Sopra this case, the activation function does not depend per scores of other classes durante \(C\) more than \(C_1 = C_i\). So the gradient respect onesto the each punteggio \(s_i\) mediante \(s\) will only depend on the loss given by its binary problem.
- Caffe: Sigmoid Ciclocampestre-Entropy Loss Layer
- Pytorch: BCEWithLogitsLoss
- TensorFlow: sigmoid_cross_entropy.
, from Facebook, mediante this paper. They claim onesto improve one-tirocinio object detectors using Focal Loss puro train a detector they name RetinaNet. Focal loss is per Ciclocampestre-Entropy Loss that weighs the contribution of each sample preciso the loss based durante the classification error. The idea is that, if per sample is already classified correctly by the CNN, its contribution esatto the loss decreases. With this strategy, they claim esatto solve the problem of class imbalance by making the loss implicitly focus mediante those problematic classes. Moreover, they also weight the contribution of each class to the lose per a more explicit class balancing. They use Sigmoid activations, so Focal loss could also be considered verso Binary Ciclocross-Entropy Loss. We define it for each binary problem as:
Where \((1 – s_i)\gamma\), with the focusing parameter \(\genere >= 0\), is a modulating factor sicuro ritornato the influence of correctly classified samples per the loss. With \(\modo = 0\), Focal Loss is equivalent sicuro Binary Cross Entropy Loss.

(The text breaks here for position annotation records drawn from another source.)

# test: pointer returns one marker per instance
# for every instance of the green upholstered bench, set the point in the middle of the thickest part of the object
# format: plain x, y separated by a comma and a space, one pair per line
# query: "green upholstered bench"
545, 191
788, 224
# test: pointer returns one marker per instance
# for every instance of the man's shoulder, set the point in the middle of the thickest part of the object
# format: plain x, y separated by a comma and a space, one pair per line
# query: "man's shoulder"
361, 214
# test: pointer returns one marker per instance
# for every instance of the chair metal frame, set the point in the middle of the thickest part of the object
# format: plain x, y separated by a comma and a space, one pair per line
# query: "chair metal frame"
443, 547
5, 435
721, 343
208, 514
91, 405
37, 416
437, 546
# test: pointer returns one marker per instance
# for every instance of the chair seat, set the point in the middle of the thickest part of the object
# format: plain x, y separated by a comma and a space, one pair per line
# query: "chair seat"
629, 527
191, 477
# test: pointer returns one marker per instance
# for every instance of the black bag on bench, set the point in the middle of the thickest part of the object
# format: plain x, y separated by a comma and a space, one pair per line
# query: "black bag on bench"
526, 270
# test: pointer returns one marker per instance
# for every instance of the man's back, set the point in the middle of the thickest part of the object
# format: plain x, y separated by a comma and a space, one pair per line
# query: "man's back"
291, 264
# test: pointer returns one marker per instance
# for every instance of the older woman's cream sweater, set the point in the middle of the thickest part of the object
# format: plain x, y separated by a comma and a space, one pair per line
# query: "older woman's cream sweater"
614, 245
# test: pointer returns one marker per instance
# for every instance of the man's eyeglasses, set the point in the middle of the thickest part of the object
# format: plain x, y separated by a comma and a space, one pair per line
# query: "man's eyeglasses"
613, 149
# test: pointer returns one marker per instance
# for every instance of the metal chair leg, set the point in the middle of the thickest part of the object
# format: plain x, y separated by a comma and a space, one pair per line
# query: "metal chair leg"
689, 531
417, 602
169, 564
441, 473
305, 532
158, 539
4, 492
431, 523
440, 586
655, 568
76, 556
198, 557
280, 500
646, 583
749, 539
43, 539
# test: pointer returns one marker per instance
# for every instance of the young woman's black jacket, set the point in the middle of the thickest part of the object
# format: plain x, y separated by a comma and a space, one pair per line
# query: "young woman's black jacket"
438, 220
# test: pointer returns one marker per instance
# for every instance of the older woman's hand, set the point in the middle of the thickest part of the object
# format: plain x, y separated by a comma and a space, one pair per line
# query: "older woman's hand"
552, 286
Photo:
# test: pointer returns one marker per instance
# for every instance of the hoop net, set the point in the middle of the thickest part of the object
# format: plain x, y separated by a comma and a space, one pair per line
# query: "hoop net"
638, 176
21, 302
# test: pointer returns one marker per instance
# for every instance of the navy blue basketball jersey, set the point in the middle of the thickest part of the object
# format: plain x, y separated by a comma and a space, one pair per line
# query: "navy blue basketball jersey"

Where we have separated formulation for when the class \(C_i = C_1\) is positive or negative (and therefore, the class \(C_2\) is positive). As before, we have \(s_2 = 1 – s_1\) and \(t2 = 1 – t_1\).
The gradient gets a bit more complex due esatto the inclusion of the modulating factor \((1 – s_i)\gamma\) sopra the loss formulation, but it can be deduced using the Binary Ciclocampestre-Entropy gradient expression.
Where \(f()\) is the sigmoid function. Onesto get the gradient expression for a negative \(C_i (t_i = 0\)), we just need onesto replace \(f(s_i)\) with \((1 – f(s_i))\) sopra the expression above.
Expose that, if the modulating factor \(\modo = 0\), the loss is equivalent preciso the CE Loss down dating, and we end up with the same gradient expression.
Forward pass: Loss computation
Where logprobs[r] stores, verso each element of the batch, the sum of the binary ciclocross entropy verso each class. The focusing_parameter is \(\gamma\), which by default is 2 and should be defined as a layer parameter durante the net prototxt. The class_balances can be used puro introduce different loss contributions per class, as they do in the Facebook paper.
Backward pass: Gradients computation
Durante the specific (and usual) case of Multi-Class classification the labels are one-hot, so only the positive class \(C_p\) keeps its term per the loss. There is only one element of the Target vector \(t\) which is not zero \(t_i = t_p\). So discarding the elements of the summation which are nulla due sicuro target labels, we can write:
This would be the pipeline for each one of the \(C\) clases. We servizio \(C\) independent binary classification problems \((C’ = 2)\). Then we sum up the loss over the different binary problems: We sum up the gradients of every binary problem to backpropagate, and the losses onesto videoclip the global loss. \(s_1\) and \(t_1\) are the conteggio and the gorundtruth label for the class \(C_1\), which is also the class \(C_i\) sopra \(C\). \(s_2 = 1 – s_1\) and \(t_2 = 1 – t_1\) are the conteggio and the groundtruth label of the class \(C_2\), which is not per “class” sopra our original problem with \(C\) classes, but a class we create puro arnesi up the binary problem with \(C_1 = C_i\). We can understand it as verso preparazione class.